Mayor Leiken spoke at the meeting as well.

“We did have people injured by pit bulls or attacked by pit bulls who came to the meeting, but there were more people who spoke against it, and I just wanted them to understand that there are two sides to this and that there is another point of view, and I expressed that point of view,” he said in a later interview.

“That’s what’s got my dad and a lot of people angry,” Calabrese said of the mayor’s words at the meeting. “I’m not really clear on this. His response is legal. It doesn’t show that he’s evil or out to get us. It just shows he wasn’t listening to what we were saying.”

Before City Council votes, community members share their hopes for Shaker’s pit bulls. “I would not support the city banning pitbulls because I think people think pit bulls are mean dogs, but if you get to know them they are actually very nice,” said Reddick. “My dog bit me by accident.”

“My hope is that City Council takes a look at other municipalities, for instance Cleveland,” said Beilier. “Cleveland has enacted a dangerous dog ordinance which covers all breeds. This way they are not targeting one specific breed. In my belief, what Shaker needs to do is they need to make sure all the ordinances that they already have are taken care of.”

Ford described a different desire among residents. “I don’t want this to be a community with a reputation that you need to carry pepper spray or stun guns when you jog in the neighborhood,” he said. “We need to both ban animals who have physical attributes that make them particularly deadly and we need to change the culture among pet owners to take responsibility to physically restrain their animals in public.”

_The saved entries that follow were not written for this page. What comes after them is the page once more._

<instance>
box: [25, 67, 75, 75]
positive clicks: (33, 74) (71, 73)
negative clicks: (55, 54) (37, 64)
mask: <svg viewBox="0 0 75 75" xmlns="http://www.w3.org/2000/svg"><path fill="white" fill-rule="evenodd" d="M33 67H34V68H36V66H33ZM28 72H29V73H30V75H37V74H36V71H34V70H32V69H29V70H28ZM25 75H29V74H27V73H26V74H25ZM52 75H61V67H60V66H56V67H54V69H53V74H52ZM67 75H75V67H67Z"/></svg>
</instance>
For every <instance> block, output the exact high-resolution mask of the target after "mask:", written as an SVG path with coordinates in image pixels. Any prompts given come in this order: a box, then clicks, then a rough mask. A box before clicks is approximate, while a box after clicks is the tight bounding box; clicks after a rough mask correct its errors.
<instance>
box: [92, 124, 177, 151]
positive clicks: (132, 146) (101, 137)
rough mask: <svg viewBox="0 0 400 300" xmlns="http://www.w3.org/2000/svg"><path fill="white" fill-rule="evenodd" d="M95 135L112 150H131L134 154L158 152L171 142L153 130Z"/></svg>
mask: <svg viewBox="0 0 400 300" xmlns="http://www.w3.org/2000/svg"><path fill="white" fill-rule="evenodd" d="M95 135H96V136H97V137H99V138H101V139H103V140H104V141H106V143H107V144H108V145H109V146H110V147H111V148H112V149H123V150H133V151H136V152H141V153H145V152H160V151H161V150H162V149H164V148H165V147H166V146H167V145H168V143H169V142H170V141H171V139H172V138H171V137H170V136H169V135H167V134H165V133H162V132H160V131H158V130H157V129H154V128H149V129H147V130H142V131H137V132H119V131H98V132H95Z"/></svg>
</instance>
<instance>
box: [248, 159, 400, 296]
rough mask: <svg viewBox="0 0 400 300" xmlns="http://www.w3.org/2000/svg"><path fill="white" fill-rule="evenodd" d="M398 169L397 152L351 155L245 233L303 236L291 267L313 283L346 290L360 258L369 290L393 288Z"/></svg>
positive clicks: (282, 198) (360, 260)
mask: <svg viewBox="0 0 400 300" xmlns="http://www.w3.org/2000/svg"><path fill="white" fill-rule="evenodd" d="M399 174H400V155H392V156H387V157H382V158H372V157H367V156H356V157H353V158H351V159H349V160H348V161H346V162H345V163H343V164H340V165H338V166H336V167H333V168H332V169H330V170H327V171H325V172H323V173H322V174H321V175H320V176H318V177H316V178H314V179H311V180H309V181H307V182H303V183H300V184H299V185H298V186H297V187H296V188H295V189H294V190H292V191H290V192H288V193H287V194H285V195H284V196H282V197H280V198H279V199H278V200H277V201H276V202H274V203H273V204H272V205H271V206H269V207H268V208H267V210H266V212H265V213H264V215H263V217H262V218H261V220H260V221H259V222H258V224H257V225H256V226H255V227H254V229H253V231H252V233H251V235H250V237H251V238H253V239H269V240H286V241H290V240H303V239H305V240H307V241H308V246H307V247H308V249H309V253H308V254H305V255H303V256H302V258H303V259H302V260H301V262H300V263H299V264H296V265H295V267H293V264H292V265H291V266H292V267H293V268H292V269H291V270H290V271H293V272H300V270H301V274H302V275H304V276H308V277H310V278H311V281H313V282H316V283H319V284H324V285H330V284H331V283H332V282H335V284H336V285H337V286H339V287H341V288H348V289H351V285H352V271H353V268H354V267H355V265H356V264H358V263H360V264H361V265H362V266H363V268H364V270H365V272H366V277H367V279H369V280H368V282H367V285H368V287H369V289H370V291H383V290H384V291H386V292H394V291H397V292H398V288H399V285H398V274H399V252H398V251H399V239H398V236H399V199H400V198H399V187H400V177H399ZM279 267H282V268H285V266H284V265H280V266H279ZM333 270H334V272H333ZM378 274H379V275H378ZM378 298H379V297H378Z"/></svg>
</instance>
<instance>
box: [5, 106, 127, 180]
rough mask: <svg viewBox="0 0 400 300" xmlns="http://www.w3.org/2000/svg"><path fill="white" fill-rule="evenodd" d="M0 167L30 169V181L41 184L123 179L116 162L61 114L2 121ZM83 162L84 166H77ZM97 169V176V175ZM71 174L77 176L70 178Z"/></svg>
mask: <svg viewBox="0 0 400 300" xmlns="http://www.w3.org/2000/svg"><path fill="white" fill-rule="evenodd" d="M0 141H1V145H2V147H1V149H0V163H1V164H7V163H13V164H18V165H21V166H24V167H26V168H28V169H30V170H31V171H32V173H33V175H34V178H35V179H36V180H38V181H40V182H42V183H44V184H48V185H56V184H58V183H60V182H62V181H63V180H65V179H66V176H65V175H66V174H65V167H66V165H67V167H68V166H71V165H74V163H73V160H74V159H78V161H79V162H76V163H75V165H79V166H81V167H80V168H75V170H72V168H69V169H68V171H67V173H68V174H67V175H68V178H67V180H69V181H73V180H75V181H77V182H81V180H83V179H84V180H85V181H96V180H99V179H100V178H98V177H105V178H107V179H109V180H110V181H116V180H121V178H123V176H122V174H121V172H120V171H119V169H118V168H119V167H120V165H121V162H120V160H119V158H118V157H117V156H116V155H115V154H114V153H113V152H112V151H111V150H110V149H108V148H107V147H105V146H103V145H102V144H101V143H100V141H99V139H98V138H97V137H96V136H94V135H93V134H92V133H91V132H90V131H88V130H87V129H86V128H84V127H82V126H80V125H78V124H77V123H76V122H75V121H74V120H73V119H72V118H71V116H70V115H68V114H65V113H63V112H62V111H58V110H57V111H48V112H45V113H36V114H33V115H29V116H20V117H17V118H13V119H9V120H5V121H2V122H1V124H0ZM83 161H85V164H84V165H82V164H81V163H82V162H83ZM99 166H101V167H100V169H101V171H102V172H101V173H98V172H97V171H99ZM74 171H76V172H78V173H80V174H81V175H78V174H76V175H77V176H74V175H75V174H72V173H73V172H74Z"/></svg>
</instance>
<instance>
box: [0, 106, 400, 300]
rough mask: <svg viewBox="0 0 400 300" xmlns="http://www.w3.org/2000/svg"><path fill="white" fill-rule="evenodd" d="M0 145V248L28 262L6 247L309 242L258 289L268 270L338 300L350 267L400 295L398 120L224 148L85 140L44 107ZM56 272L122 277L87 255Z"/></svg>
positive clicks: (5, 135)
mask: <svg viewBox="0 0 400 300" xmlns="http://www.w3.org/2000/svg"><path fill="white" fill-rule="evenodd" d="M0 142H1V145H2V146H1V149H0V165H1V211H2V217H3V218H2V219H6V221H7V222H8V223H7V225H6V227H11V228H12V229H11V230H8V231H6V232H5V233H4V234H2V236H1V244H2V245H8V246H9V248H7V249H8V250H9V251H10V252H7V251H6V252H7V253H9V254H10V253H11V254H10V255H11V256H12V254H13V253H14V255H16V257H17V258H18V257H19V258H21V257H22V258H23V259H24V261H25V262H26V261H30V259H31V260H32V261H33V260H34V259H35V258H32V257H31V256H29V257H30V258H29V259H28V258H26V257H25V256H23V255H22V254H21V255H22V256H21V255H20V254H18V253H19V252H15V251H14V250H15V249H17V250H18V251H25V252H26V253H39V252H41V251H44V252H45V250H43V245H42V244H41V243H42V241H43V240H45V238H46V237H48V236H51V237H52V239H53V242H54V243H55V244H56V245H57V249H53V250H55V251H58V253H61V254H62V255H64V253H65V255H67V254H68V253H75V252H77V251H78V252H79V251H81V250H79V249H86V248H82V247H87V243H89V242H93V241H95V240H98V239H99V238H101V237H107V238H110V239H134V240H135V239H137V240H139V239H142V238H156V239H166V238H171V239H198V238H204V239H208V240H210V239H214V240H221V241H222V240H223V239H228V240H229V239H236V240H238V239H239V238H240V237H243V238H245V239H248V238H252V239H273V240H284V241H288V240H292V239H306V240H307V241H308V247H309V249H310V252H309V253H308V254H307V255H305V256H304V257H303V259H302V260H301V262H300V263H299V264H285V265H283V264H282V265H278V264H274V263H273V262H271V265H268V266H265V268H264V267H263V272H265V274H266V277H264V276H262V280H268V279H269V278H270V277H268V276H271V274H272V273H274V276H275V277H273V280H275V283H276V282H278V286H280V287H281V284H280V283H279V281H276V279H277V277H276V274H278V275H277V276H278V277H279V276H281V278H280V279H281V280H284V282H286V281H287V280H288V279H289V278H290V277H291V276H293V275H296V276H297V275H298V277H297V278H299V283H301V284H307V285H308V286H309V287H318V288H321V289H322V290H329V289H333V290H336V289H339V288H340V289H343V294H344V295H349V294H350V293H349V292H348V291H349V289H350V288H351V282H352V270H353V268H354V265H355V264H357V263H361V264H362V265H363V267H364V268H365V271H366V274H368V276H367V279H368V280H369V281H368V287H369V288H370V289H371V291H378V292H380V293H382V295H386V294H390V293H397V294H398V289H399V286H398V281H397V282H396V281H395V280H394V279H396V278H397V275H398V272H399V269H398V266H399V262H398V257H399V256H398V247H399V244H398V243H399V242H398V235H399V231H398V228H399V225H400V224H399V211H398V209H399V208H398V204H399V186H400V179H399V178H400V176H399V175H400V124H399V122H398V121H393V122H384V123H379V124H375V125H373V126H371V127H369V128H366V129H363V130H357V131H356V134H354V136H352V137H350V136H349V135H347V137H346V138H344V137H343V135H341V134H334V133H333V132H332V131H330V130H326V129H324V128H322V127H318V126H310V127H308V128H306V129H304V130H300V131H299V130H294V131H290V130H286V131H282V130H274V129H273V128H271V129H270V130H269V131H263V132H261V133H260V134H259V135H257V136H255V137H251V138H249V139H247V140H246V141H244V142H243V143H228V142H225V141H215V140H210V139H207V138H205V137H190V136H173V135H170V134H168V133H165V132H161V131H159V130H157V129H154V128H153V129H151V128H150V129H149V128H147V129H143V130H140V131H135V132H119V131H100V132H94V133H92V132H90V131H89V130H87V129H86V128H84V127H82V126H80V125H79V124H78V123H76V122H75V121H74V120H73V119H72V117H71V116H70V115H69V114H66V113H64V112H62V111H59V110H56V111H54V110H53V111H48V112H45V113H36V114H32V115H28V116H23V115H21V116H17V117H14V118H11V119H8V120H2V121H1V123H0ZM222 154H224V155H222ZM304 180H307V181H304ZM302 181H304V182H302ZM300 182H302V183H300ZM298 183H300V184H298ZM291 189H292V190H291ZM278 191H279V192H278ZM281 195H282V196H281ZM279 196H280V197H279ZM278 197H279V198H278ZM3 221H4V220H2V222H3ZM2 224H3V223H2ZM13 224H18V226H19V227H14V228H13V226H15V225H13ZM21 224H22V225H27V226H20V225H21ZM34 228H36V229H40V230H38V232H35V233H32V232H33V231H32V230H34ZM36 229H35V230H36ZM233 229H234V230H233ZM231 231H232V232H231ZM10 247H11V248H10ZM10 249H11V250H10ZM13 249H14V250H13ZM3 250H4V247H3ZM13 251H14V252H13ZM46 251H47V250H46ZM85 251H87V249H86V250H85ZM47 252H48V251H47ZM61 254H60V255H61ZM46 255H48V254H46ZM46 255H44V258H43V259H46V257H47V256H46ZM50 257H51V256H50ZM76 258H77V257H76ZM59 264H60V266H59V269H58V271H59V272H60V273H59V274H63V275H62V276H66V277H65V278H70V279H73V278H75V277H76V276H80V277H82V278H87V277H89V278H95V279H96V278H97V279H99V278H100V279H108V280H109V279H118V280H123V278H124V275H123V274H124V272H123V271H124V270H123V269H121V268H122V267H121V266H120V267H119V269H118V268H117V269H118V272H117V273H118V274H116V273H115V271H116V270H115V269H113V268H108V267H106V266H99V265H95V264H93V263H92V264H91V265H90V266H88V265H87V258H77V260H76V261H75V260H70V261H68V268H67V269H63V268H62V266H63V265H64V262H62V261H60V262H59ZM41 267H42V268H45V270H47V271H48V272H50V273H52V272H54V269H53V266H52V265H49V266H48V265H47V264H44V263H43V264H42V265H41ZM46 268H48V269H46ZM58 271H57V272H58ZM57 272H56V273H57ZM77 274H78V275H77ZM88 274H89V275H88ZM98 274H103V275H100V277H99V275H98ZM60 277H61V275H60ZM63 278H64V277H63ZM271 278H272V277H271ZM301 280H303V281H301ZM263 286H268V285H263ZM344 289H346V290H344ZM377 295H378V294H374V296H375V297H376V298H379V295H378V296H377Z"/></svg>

Connie Rischendollar, a volunteer at Cleveland City Kennel, said individual pit bulls suffer from generalizations. “I got introduced to pit bulls in November of 2014, and it changed my life,” she said. “They are the sweetest, most loyal and affectionate dogs. Because they are looked at as a breed as a whole and not individual dogs, they are wrongly thought of as something they are not.”

The next council meeting where community members are invited to speak on the topic is Dec. 21. City Council will vote on the ban Jan. 12. Both meetings start at 6:30 p.m.